文● ノダタケオ(Twitter:@noda

  • この記事をはてなブックマークに追加
  • 本文印刷

 この連載第90回から第93回、そして第95回記事では商品やサービスのプロモーションを目的に企業がライブ配信を活用して「自社(自分たち)でイチから作りたい(立ち上げたい)」ときの機材選びをどのようにしたらいいのか、を具体的な機材も含めて紹介しました。

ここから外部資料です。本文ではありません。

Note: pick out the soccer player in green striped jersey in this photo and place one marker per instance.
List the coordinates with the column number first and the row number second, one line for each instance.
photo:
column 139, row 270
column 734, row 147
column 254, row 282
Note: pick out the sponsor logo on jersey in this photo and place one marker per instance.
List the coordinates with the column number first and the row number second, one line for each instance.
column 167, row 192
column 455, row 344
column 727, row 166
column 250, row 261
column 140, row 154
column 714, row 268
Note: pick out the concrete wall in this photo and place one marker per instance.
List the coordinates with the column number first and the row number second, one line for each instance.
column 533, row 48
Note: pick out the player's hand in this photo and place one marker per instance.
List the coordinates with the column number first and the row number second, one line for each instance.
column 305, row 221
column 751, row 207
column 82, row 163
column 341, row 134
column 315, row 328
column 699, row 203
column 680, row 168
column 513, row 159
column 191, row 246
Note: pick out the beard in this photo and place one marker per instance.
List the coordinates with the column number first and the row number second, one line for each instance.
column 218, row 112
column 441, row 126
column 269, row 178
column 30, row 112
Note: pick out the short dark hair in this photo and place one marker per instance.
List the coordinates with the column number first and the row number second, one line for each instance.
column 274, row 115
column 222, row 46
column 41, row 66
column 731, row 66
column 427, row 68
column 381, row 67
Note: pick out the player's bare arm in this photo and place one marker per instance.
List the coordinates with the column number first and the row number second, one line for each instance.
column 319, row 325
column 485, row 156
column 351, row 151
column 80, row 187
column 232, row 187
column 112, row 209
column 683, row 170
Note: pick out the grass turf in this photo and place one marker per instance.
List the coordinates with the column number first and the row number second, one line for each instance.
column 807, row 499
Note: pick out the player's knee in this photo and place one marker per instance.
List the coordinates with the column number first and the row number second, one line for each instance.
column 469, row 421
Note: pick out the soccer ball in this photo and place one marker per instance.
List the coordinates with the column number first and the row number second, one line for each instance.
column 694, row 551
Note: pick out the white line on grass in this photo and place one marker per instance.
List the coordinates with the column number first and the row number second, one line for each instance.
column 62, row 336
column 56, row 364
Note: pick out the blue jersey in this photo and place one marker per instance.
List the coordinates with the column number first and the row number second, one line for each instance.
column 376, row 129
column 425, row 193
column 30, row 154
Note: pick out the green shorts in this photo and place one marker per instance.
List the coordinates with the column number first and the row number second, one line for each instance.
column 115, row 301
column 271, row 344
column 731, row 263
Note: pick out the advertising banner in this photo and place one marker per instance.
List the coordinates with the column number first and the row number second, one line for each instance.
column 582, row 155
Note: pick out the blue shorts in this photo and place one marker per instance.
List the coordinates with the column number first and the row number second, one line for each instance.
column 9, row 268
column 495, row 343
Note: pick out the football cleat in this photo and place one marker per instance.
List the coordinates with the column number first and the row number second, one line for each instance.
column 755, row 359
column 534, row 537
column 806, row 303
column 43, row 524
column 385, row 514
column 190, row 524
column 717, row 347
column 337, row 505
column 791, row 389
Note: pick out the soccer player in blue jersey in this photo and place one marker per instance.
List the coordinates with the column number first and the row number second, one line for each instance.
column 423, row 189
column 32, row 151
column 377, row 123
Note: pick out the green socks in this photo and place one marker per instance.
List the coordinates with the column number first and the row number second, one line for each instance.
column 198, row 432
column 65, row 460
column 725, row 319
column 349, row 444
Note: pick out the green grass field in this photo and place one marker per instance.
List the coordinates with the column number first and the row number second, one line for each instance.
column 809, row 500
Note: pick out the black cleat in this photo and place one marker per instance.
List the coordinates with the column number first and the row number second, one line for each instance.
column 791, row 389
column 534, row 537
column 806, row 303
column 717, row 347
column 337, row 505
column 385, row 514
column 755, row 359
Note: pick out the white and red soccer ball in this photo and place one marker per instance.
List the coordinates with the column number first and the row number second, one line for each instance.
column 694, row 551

 一方、個人のライブ配信はスマートフォン一台で手軽にできるものになりました。ほとんどはスマートフォンを目の前におき、イヤホンマイクを使ったスタイルが一般的です。ただ、第28回や第29回記事でもお話したように、スマートフォン一台でライブ配信が手軽になった一方で、機能的な制約も多くあります。そのため、スマートフォンだけによるライブ配信では「できないこと」や「不自由すること」も多いです。

 その代表例は「マイクの音質をもう少し良いものにしたい」「リバーブのようなサウンドエフェクトを使いたい」「撮影をした動画を再生して見せたい」といったものなど。スマホでのライブ配信のクオリティーをさらに向上させて「ちょっと凝った」もしくは「作り込まれた演出」を見せたいと考える人もいるのではないでしょうか。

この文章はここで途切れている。